La historia está trabajada, tiene un trasfondo coherente, aunque presenta algunos altibajos en su narración. Eso sí, parece estar elaborada siguiendo a rajatabla la receta de: un puñado de tópicos con tres cucharadas de clichés. Todo bien mezclado, con mucho tiempo de cocción y decorando el plato con un gran despliegue audiovisual. Tiende a la grandilocuencia vacía y a momentos demasiado edulcorados que resultan en exceso empalagosos.

Pese a tener un desarrollo bastante coral, podríamos decir que Lighting es la principal protagonista. Personaje que empieza con expectativas pero que va decayendo por su pose siempre dramática y su escaso desarrollo, más allá del que se preveía de exmilitar dura, solitaria y curtida a amante de la humanidad y los sentimientos nobles. Nada que no hayamos visto ya mil veces. El resto no le va a la zaga. Personajes tópicos, siempre afectados y artificialmente nobles.  No acaban de funcionar. Son un puro arquetipo, ninguno llega a moverse de su encasillado estereotipo ni un solo milímetro. A lo largo de la historia se intenta crear un vínculo entre ellos a base de conversaciones complicadas e intrascendentes cuando habrían sido mucho más  eficaces siendo simples y profundas.  También es justo decir que es algo intrínseco a  la manera de explicar historias de autores japoneses y que lo narrado en esta treceava entrega está en línea con lo hecho en anteriores, incluso superando a muchas de ellas. El problema viene cuando se da como excusa el guión para justificar un gameplay lineal. Éste nunca debería ser una excusa para limitarlo, si lo hace es que está mal diseñado. Pero, no nos engañemos, la linealidad no es la causa de las exigencias de la trama, es el efecto.

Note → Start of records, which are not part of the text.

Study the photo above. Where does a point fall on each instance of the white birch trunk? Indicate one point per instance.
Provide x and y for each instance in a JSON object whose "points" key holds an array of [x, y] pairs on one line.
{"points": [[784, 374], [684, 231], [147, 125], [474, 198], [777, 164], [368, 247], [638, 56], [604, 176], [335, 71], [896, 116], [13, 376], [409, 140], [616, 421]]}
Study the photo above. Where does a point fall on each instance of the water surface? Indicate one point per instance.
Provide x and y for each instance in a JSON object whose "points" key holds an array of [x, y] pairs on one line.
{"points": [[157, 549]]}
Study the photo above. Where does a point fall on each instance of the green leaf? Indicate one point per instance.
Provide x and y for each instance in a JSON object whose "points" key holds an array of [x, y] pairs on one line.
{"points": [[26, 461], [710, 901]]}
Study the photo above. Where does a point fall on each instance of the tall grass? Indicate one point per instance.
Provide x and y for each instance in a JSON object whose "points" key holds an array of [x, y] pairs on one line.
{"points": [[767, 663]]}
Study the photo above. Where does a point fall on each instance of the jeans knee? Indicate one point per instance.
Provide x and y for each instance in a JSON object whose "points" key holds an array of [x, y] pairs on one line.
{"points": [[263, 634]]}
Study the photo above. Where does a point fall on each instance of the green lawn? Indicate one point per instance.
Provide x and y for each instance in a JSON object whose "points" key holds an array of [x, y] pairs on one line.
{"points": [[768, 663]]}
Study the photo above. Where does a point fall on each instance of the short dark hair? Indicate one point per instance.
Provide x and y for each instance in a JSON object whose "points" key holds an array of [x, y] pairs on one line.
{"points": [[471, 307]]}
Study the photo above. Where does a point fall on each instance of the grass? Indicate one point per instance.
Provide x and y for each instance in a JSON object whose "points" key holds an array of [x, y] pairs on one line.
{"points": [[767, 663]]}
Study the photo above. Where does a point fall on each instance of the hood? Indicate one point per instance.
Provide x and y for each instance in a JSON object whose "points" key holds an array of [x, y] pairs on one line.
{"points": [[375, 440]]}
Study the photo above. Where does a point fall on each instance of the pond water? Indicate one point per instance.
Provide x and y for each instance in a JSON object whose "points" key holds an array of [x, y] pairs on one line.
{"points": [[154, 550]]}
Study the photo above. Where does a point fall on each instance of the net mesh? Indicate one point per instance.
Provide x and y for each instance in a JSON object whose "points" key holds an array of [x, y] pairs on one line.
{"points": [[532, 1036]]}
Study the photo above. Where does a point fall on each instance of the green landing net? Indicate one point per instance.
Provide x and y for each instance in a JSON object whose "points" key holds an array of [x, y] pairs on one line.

Toriyama, haciendo más de director de escenarios que de director global parece haber destinado una cantidad ingente de recursos a estos. En algún momento del desarrollo se tomaría la decisión, mandatoria, de que los escenarios tuviesen que poder ser vistos de una manera libre, utilizando una cámara  que el propio jugador pudiera rotar con el stick de su pad. Así, puedes moverla para ver con todo lujo de detalles el espectáculo de vistas que deparan los lugares donde se desarrolla la aventura y recrearte en su belleza, belleza por otra parte banal. Simplemente sirven para eso, ver detalles, pues al ser un puro pasillo deja de tener su principal función, descubrir nuevas vías de acceso o caminos alternativos, aquí sólo tienes que ir hacia delante ¿Para qué rotarla entonces?
Incluso el cacareado capítulo de Gran Paals, pese a su extensión y relativa libertad, no deja de ser otro pasillo, sólo que muy ancho. Al menos tiene misiones secundarias, aunque consistan únicamente en matar al monstruo de turno. Pronto se hacen aburridas y monótonas. Su intento de parecer un ecosistema coherente y verosímil queda artificial y no da nunca la sensación de estar en un Serengeti fantástico, más bien la da de ser un Aqualeon, donde los animales están allí para exhibirse, no trasmite naturalidad.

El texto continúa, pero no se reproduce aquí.